Retour aux États désunis, fin du XXIe siècle. La nation américaine n’a en effet pas tenu le choc du changement global. Des portions entières de son territoire ont été submergées par l’élévation du niveau des océans, engloutissant les fières cités de verre et d’acier de l’ère accélérée, comme les survivants l’appellent. Elles sont devenues des terres contestées, ensanglantées par des conflits incessants menés par des milices d’enfants soldats commandées par des seigneurs de la guerre de pacotille. Des tigres de papier aux yeux des puissantes armées de mi-bêtes protégeant les intérêts des grandes compagnies, mais suffisamment nuisibles pour ravager les communautés qui survivent aux frontières des cités englouties par la jungle et les marécages. Née pendant la mission d’interposition chinoise, Mahlia est une bâtarde. Autrement dit, une cible de choix pour la haine des habitants de cette zone de guerre. Abandonnée par son père lors du reflux des casques jaunes, elle ne doit sa survie qu’à l’intervention de Mouse, un de ces innombrables vers de guerre. Recueillie par le Dr Mahfouz, elle apprend à soigner les gens, en dépit d’une main tranchée par les miliciens. Jusqu’à l’irruption d’un mi-bête fugitif et de ses poursuivants…
Si Ferrailleurs des mers initiait une série intelligente et divertissante destinée à un lectorat juvénile, Les Cités englouties enfonce le clou avec brio, dévoilant davantage le futur post-apocalyptique esquissé par Paolo Bacigalupi. Dans le précédent roman, on se focalisait sur les damnés de la Terre, usant leur force et leur santé sur les chantiers de démolition navale. Le présent ouvrage livre un tableau cru et réaliste des guerres civiles nées dans le tiers monde et transposées ici, avec une grande crédibilité, dans le contexte d’une Amérique future frappée par un effondrement civilisationnel total.
La guerre et les enfants soldats sont au cœur du roman. L’auteur y dévoile, avec un luxe de détails, le processus de déshumanisation mené par les adultes pour transformer de pauvres gosses en chair à canon, prête à se sacrifier au nom d’idéaux factices ou à user de cruauté contre l’ennemi ou le simple quidam contre une dose de drogue. En grattant sous la façade de monstruosité de ces combattants juvéniles, Paolo Bacigalupi révèle toute la complexité des relations humaines et l’ambivalence des allégeances en temps de guerre.
Les Cités englouties s’adressant avant tout à un lectorat adolescent, voire adulescent, on retrouve bien entendu la plupart des motifs (ou poncifs) inhérents au roman d’apprentissage, saupoudrés d’une bonne dose d’aventure.
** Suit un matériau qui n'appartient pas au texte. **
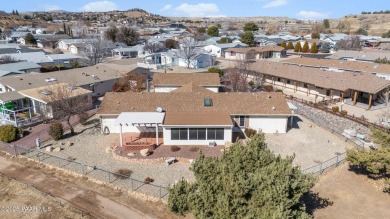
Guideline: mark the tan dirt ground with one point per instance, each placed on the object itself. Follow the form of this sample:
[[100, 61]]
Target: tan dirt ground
[[353, 196], [100, 201]]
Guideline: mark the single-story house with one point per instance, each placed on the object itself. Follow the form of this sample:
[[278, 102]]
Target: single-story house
[[218, 50], [349, 87], [168, 82], [257, 53], [193, 118]]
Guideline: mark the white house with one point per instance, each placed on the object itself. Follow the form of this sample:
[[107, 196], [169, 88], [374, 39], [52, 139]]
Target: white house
[[218, 50], [168, 82], [192, 118]]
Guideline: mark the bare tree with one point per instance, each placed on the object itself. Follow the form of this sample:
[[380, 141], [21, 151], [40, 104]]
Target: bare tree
[[153, 47], [188, 50], [7, 59], [65, 101], [96, 50]]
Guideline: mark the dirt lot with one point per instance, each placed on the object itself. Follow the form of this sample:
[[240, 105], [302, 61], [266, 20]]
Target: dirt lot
[[351, 196], [99, 201]]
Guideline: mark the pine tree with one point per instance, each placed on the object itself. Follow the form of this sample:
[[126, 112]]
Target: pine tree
[[325, 47], [305, 47], [314, 48], [297, 47], [290, 45], [248, 181], [284, 45]]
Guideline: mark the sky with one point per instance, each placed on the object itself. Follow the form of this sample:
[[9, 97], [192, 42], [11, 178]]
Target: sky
[[301, 9]]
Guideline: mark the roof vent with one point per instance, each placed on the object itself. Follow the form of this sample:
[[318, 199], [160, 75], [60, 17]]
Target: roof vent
[[159, 110], [45, 92], [208, 102]]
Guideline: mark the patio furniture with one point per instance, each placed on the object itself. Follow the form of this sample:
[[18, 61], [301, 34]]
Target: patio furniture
[[170, 161]]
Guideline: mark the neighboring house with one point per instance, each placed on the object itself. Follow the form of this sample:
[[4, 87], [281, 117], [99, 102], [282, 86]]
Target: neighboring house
[[362, 55], [350, 87], [169, 82], [99, 79], [256, 53], [218, 50], [18, 68], [40, 104], [193, 118], [65, 44]]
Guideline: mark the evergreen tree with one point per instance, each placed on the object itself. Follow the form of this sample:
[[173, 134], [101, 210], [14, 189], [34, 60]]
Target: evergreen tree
[[284, 45], [248, 38], [30, 39], [305, 47], [314, 48], [248, 181], [325, 47], [290, 45], [326, 23], [213, 31], [251, 27], [297, 47]]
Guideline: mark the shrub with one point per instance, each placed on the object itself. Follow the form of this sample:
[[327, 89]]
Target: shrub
[[28, 115], [148, 180], [8, 133], [175, 148], [194, 149], [56, 131], [123, 173], [216, 70], [268, 88], [250, 132]]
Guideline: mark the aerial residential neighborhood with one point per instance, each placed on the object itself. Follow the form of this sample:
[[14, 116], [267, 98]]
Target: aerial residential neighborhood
[[250, 109]]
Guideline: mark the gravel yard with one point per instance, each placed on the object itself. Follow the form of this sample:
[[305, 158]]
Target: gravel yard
[[309, 143], [89, 148]]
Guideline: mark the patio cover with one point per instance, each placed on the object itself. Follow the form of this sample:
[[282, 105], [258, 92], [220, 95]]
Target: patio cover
[[140, 118]]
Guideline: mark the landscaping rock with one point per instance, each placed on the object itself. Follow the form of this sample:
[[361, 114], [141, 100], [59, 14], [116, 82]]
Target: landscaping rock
[[58, 149], [145, 152]]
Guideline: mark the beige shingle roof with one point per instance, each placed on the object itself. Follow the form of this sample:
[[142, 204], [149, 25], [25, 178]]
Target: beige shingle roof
[[198, 118], [342, 81], [176, 79], [256, 49], [232, 103], [342, 65]]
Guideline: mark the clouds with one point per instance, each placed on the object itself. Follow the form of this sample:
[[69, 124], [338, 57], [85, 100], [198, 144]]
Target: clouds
[[100, 6], [50, 7], [275, 3], [312, 15], [194, 10]]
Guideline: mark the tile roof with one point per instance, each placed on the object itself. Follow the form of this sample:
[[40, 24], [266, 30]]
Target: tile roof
[[198, 118], [342, 81], [180, 79], [36, 93], [342, 65], [360, 55], [232, 103], [256, 49]]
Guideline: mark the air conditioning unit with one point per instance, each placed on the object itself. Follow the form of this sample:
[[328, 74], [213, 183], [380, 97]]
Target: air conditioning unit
[[212, 144]]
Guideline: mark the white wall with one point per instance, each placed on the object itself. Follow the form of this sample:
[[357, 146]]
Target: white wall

Paolo Bacigalupi brosse ainsi une galerie de personnages incarnant quelques archétypes bien connus des amateurs du genre. Il ne renonce pas pourtant à une certaine épaisseur psychologique, leur conférant un sens éthique bienvenu. Parmi eux, retenons surtout Malhia dont l’éducation s’accommode fort mal avec la réalité du terrain. Victime collatérale de la guerre et de l’échec de l’interposition chinoise, l’adolescente a fait l’apprentissage dans sa chair du racisme et de la haine d’autrui. Ocho est un autre genre de victime. Recrue forcée, l’enfant soldat a survécu au processus de conversion le transformant en combattant dévoué à la cause de son seigneur de la guerre. Il reste pourtant un gosse, mettant la camaraderie et les serments au-dessus de la duplicité des adultes. Enfin, n’oublions pas Tool, le mi-bête aperçu dans Ferrailleurs de la mer, dont le rôle prend ici une réelle importance. Loin de la chimère dotée des gènes d’une hyène, d’un tigre, d’un chien et d’un homme, véritable machine de guerre insensible à la douleur ou à la peur, on découvre un être sensible à l’empathie, en mesure de dépasser son conditionnement pour atteindre une certaine conscience de soi et d’autrui. Une évolution intéressante faisant fort heureusement l’économie de tout angélisme.
Même s’il relève du segment commercial du Young Adult, Les Cités englouties se montre bien plus intéressant que Ferrailleurs des mers. À la fois tragique et optimiste, le roman de Paolo Bacigalupi dévoile de surcroît une dimension éthique qui n’est pas déplaisante. À suivre donc avec Machine de guerre, troisième opus de la série.